Arizona’s Maricopa Leads Counties in Population
Maricopa County, AZ, gained 696,000 residents between 2000 and 2006, the largest numerical increase of the nation’s 3,141 counties, according to estimates released by the U.S. Census Bureau.
This increase surpasses the total population of all but 15 U.S. cities. Maricopa County, which includes Phoenix, has 3.8 million residents, making it the nation’s fourth largest county.
The Census Bureau credits the dramatic increase in Maricopa County’s population as the main reason Arizona became the nation’s fastest-growing state between 2005 and 2006, adding nearly 3 million residents since the 1970 census.
Harris County, TX, had the second largest numeric increase between 2000 and 2006, at 486,000, and totaled 3.9 million. Riverside, CA (481,000); Los Angeles (429,000); and Clark, NV (402,000) rounded out the top five county gainers.
Among the 20 fastest-growing counties from 2000 to 2006, 13 were in the South, four in the West, and three in the Midwest.
Among the 10 counties that added the largest number of residents between 2000 and 2006, three were in Texas (Harris, Tarrant, and Collin), three in California (Riverside, Los Angeles, and San Bernardino), one in Georgia (Gwinnett, and one in Illinois (Will). Among the 20 counties with the largest numeric gains, 19 were in the South or West.
Los Angeles continued to be the most populous county in the nation with 9.9 million residents on July 1, 2006, followed by Cook, IL. (5.3 million); Harris, TX (3.9 million); and Maricopa (3.8 million).
Of those counties or county equivalents that experienced declining populations, Orleans Parish in Louisiana, which was hard-hit by Hurricane Katrina, had the largest population loss during the six-year period: 261,000. Orleans was followed by Wayne County, MI, which lost 89,000 residents, and Cook County, IL, with a population decline of 88,000. In 2006, Orleans Parish totaled 223,000 residents, while the population in Wayne and Cook declined to 2 million and 5.3 million, respectively.
Florida’s Flagler, along the Atlantic Coast between Daytona Beach and Jacksonville, was the nation’s fastest-growing county since Census 2000 with a 66.7 percent population increase from 2000 to 2006. The number of Flagler residents has reached 83,000.

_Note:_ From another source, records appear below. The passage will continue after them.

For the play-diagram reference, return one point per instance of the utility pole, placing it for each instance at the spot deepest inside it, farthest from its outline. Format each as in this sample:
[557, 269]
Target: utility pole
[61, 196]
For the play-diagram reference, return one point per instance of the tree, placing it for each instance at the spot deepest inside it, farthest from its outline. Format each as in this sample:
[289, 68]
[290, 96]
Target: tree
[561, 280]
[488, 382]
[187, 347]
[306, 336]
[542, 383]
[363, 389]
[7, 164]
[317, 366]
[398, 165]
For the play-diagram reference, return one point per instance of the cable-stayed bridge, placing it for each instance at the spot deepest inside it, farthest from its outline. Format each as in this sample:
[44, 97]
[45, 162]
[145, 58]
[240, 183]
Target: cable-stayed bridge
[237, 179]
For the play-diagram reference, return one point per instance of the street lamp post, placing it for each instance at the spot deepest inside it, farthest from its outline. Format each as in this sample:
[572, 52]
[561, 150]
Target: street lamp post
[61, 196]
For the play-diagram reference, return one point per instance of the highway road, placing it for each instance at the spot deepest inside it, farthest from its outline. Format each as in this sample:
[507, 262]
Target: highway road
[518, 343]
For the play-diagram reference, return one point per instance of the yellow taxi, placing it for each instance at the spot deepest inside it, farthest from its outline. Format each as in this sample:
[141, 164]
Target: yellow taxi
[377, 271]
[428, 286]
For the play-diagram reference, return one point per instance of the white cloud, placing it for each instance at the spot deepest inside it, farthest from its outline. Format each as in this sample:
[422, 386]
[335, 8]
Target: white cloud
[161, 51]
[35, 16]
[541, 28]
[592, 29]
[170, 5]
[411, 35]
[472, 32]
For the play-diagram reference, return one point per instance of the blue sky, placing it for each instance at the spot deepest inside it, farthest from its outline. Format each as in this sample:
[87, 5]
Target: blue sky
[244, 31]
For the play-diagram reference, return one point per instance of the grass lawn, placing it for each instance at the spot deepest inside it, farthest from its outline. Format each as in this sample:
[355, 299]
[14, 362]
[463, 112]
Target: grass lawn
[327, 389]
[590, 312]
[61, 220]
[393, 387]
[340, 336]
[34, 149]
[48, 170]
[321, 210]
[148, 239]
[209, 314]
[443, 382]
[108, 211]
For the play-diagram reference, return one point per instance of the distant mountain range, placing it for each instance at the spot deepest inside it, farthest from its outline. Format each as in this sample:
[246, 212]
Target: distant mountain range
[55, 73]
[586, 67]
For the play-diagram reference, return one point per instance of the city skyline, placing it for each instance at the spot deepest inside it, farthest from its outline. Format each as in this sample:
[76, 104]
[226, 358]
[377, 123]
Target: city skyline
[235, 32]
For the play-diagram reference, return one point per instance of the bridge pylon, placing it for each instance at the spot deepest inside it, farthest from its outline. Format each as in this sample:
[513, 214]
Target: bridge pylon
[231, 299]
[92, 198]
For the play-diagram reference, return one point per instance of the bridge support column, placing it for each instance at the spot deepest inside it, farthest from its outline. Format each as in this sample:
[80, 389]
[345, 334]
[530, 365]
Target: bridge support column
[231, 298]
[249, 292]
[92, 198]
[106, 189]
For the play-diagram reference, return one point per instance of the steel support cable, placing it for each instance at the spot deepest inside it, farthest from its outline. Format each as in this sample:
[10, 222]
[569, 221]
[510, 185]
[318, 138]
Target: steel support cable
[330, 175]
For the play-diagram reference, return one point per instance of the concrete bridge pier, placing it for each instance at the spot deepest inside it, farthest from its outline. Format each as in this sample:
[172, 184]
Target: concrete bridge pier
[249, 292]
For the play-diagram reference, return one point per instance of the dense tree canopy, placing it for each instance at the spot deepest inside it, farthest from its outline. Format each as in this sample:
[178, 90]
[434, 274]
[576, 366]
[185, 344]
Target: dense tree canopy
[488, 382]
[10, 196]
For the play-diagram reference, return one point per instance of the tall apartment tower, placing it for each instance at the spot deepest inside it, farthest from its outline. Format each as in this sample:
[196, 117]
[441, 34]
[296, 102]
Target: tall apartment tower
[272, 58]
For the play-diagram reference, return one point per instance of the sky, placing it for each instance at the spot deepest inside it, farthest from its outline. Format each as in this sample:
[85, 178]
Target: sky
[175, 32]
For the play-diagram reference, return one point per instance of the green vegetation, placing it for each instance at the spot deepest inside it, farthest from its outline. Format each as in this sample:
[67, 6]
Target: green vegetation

Kendall, IL (61.7 percent), and Rockwall, TX (60.5 percent), were the second and third fastest-growing counties. Three of the 10 fastest-growing counties between 2000 and 2006 were in the Atlanta-Sandy Springs-Marietta, Ga., metropolitan area: Forsyth, ranking fifth with 53.4 percent growth; Henry, ranking eighth at 49.2 percent; and Paulding, ninth at 48.9 percent.